Irish film industry lauds judgment blocking piracy websites

Illegal downloading responsible for job losses in rental sector and not ‘victimless crime’

Court orders were issued requiring that nine internet service providers including Eir, Virgin Media Ireland and Sky Ireland should block access to the three piracy sites. File photograph: Getty Images

Court orders were issued requiring that nine internet service providers including Eir, Virgin Media Ireland and Sky Ireland should block access to the three piracy sites. File photograph: Getty Images

 

The successful court action which will block three illegal film sites will send out the message that piracy is not a victimless crime, the movie industry has said.

The industry has lobbied hard to combat piracy which it estimates costs the exchequer €71 million in tax revenues every year.

The case at the Commercial Court was taken against three of the worst offenders, Prime Wire, Watchseries and Movie4K, which between them had 3.4 million visits from websites in the Republic of Ireland in October last year alone.

Mr Justice Brian Cregan granted orders requiring that nine internet service providers including Eir, Virgin Media Ireland and Sky Ireland should block access to the three piracy sites.

Industry Trust for IP Awareness chairman David Burke said piracy deprives the industry of revenues which are needed to make films particularly independent films.

The trust is the film and television industry’s consumer education body which runs the website lovemovies.ie.

Mr Burke said piracy was partially responsible for the collapse in home entertainment sales of 87.6 per cent between 2007 and 2016 and the loss of 500 jobs in the video and DVD rental sector in that timeframe.

Digital platforms

He acknowledged that the movie industry needs to do more to make films available on different digital platforms. “The solution hasn’t presented itself fully yet. There have been attempts to introduce day and date releasing (releasing films simultaneously in the cinema and on digital platforms),” he said.

“It is something that is being heard. There are various conversations taking place within the US about this.”

Element Pictures producer Andrew Lowe said piracy websites drive a wedge between creators and their audience.

“Allowing piracy to continue unchecked will inevitably lead to a sustained drop in the quality of available content created here, damage the Irish economy and result in the loss of more Irish jobs.”

He said the industry can only thrive in Ireland if piracy is prevented.
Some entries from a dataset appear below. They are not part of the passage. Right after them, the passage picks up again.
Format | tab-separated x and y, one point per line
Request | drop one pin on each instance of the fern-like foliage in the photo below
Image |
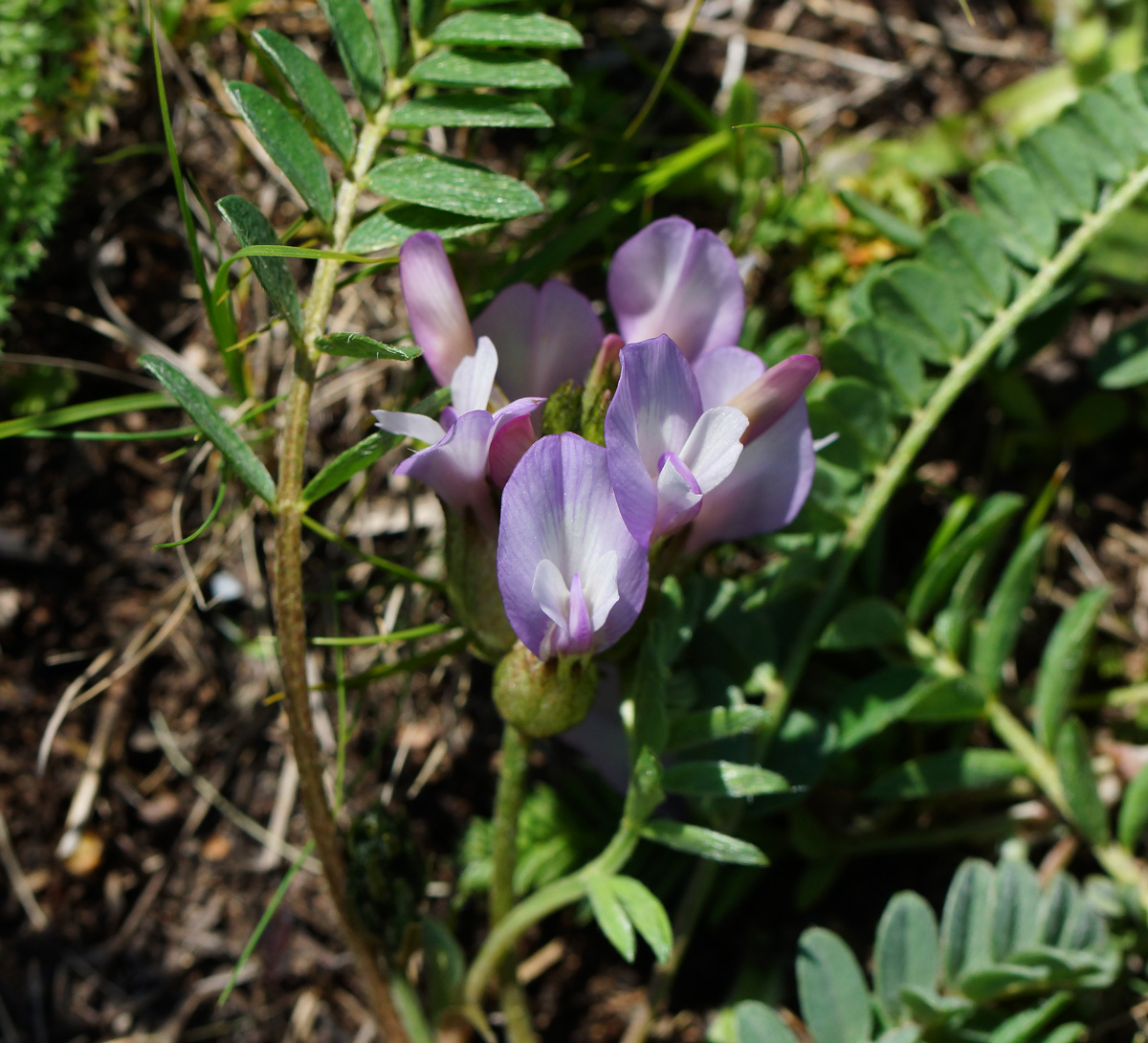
1003	936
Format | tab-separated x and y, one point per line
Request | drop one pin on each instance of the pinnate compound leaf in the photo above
1059	162
453	185
997	634
492	69
388	28
213	426
344	466
288	144
1134	818
506	30
887	224
964	926
394	225
706	843
1122	361
1079	781
1063	660
359	49
830	986
917	298
253	229
359	345
470	110
948	772
942	570
868	623
721	779
607	911
755	1022
963	250
907	951
1016	208
647	913
316	93
692	729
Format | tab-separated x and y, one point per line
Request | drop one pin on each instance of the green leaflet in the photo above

Element provides its own online video demand platform, volta.ie, which offers a selection of Irish and international films.

The case was taken by the Motion Picture Association which represents Hollywood’s six biggest studios. It was supported by the Irish Film Board and Ibec’s Audiovisual Federation.

Its Europe, Middle East and Asia president Stan McCoy said the Irish case was part of an international campaign against piracy which he described as a “borderless issue”.

“The creative community worldwide must work together to solve it,” said Mr McCoy. “Stopping theft and creating space for ever more legal offerings will help to cement the future of Ireland’s thriving film sector. This ruling is the first step towards that.”